Hidy-ho bookworms! I hope you enjoyed this month’s pick, a teen love story featuring cancer, Amsterdam and a highly-antisocial author. John Green is truly a master of YA fiction and he didn’t disappoint. Just a note: if you didn’t have time to join in with this month’s read, this post will CONTAIN SPOILERS.
The Fault in Our Stars introduces us to our protagonist, Hazel, who has terminal cancer and a generally pessimistic view on life (who can blame her?). She attends a support group for other kids with cancer, mainly to please her over-protective mother. One day, at the support group, she meets a new boy, Augustus Waters. They are kindred spirits, who can connect on so many levels, besides their common battle with cancer. Through a series of interesting events, they end up together in Amsterdam, where they meet the author of Hazel’s favorite book. Once they return home, it becomes clear that Augustus is once again battling the cancer that he thought was gone. Even though their time together is finite, the two continue to grow and bond, forever changing one another and causing me to sob buckets along the way.

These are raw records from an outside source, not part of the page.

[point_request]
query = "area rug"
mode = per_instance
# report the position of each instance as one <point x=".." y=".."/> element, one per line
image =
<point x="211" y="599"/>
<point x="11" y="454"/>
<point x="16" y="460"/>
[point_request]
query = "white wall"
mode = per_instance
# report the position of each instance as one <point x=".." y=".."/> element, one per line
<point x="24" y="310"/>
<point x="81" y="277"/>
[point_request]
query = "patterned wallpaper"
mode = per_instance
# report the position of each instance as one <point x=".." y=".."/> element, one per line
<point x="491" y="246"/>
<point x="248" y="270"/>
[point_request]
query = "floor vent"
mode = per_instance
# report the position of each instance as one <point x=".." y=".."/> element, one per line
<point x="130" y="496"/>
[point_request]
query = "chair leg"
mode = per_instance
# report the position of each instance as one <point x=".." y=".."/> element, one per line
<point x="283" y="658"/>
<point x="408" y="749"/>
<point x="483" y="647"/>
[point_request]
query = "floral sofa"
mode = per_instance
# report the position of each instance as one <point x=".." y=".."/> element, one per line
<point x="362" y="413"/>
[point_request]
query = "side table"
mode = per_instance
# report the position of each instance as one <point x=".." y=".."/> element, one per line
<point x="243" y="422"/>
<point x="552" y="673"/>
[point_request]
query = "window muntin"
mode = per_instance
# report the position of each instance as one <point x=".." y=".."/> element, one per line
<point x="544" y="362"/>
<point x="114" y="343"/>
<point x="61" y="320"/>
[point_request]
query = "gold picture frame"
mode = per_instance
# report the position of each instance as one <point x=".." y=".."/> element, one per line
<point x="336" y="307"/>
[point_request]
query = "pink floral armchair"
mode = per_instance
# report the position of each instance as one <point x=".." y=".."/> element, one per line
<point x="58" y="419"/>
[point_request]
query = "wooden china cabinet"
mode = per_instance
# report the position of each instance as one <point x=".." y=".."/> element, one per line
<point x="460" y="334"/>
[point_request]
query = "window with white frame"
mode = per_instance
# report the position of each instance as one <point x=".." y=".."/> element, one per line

Seriously, John Green is the man. For one, I found this book (as with all his others) so highly entertaining and witty that it was hard to put down. And the quotes. If you’re in need of a few new inspirational quotes, read a John Green novel. Here’s just a taste of the ones I saved from The Fault in Our Stars:
“There are infinite numbers between 0 and 1. There’s .1 and .12 and .112 and an infinite collection of others. Of course, there is a bigger infinite set of numbers between 0 and 2, or between 0 and a million. Some infinities are bigger than other infinities.”
“I believe the universe wants to be noticed. I think the universe is improbably biased toward the consciousness, that it rewards intelligence in part because the universe enjoys its elegance being observed. And who am I, living in the middle of history, to tell the universe that it-or my observation of it-is temporary?”
Needless to say, I loved this book. It filled me with hope and made me feel ALIVE. This is one thing I find adult fiction often lacks; the authors get so wrapped up in facts and relationships, they bog the story down and forget about reading this book will make the readers feel. Like the famous quote goes, “No one will ever forget how you made them feel”. The same can be said for books, and I know that when I read John Green I will always feel on fire.
What did you think of The Fault in Our Stars? Were you as moved as me? And, don’t forget to leave your suggestions for our April pick!